Kindergartners get school of their own

The Fairmount Kindergarten Center's will offer enhanced education for kindergartners

What: Fairmount Kindergarten Center

Where: Mukilteo School District, Washington

The Fairmount Kindergarten Center near Seattle hopes to use innovative design to maximize classroom learning time when it opens in September for the 2017-18 school year.

The new standalone building at the Mukilteo School District will accommodate 550 students.

Challenge: Faced with growing enrollment and a mandate from the state of Washington for full-day kindergarten, district leaders decided to build a kindergarten-only facility.
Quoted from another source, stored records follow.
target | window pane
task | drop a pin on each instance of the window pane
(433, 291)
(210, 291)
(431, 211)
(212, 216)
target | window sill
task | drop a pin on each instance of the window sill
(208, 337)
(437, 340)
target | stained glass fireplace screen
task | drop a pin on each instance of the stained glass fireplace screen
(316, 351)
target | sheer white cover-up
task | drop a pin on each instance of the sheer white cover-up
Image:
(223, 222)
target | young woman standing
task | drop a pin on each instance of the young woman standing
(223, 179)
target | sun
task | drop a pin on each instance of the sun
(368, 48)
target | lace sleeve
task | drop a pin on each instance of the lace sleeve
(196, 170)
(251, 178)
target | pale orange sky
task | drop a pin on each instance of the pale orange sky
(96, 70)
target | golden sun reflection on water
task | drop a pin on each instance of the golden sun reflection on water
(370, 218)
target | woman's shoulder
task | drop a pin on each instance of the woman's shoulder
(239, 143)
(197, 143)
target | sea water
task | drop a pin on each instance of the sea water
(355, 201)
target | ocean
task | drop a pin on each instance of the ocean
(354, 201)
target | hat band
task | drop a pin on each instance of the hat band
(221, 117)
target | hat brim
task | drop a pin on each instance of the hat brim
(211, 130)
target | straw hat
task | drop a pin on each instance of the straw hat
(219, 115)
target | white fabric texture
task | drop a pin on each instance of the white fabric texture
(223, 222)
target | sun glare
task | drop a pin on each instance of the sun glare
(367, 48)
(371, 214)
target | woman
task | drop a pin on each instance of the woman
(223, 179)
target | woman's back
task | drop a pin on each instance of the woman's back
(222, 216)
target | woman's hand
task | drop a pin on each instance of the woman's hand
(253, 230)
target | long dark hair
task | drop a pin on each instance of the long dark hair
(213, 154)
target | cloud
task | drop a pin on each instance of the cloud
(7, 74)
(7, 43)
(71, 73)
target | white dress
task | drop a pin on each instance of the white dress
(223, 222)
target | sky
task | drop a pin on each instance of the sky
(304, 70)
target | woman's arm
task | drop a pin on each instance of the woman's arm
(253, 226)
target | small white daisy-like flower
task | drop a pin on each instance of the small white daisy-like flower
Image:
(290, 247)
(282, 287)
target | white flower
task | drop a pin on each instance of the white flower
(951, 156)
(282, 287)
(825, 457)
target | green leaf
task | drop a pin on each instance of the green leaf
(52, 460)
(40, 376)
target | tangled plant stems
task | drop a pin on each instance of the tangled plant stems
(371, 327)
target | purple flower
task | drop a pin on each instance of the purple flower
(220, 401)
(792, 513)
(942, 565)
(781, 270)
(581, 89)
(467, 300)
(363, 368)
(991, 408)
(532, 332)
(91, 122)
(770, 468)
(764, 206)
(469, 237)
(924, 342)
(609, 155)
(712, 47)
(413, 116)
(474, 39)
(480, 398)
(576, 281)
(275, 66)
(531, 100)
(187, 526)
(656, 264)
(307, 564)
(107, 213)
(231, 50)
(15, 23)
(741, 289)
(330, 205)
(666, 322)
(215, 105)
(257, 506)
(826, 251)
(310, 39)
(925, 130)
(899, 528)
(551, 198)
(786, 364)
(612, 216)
“Our district is densely populated, and many incoming students are high-poverty, high-mobility, high-ELL, low-preparedness for school” says Debra Fulton, executive director of support services for Mukilteo.

“We thought taking kindergartners and giving them an enhanced program, focusing just on them and school readiness, would be our best option.”

Solution: The 65,000-square-foot district wide kindergarten center will be divided into two two-story sections, creating four mini schools, or “pods.” Each pod will have a set of six classrooms and larger common spaces for special programs and physical activity.

The facility will also have playgrounds that encourage all range of play, accommodating athletic children and those who are physically restricted.

Art, music and other specialized teachers will visit classrooms to minimize time lost when youngsters would have to move through hallways. Lunch will be served in the pods to also reduce the confusion of transitions and maximize learning time.

The center’s floors will be heated to accommodate kindergartners who typically spend a lot of time sliding around or playing there. The entire facility features geothermal heating and cooling systems, and is fully technology-enabled, with Wi-Fi and interactive whiteboards in every classroom.

Each pair of classrooms also has an adjoining office where teachers can plan lessons but stay near their students.

“Trying to satisfy the needs of the adults as well as the children was somewhat of a challenge” says Fulton. “We haven’t had full-day kindergarten before, so everyone’s excited about our kids getting this opportunity.”

Completion date: August 2017

Cost: $24 million

Project team: Architect: DLR Group (Seattle); civil engineering: AHBL (Seattle); landscape architecture: Weisman Design Group (Seattle); food service design: JLR Design Group (Seattle); environmental graphics: Osborne Marsh (Seattle); acoustics: SSA Acoustics (Seattle); surveyor: Harmsen & Associates (Monroe, Wash.); geotechnical engineering: GeoEngineers (Tacoma); commissioning: McKinstry (Seattle); cost estimating: The Robinson Co. (Seattle).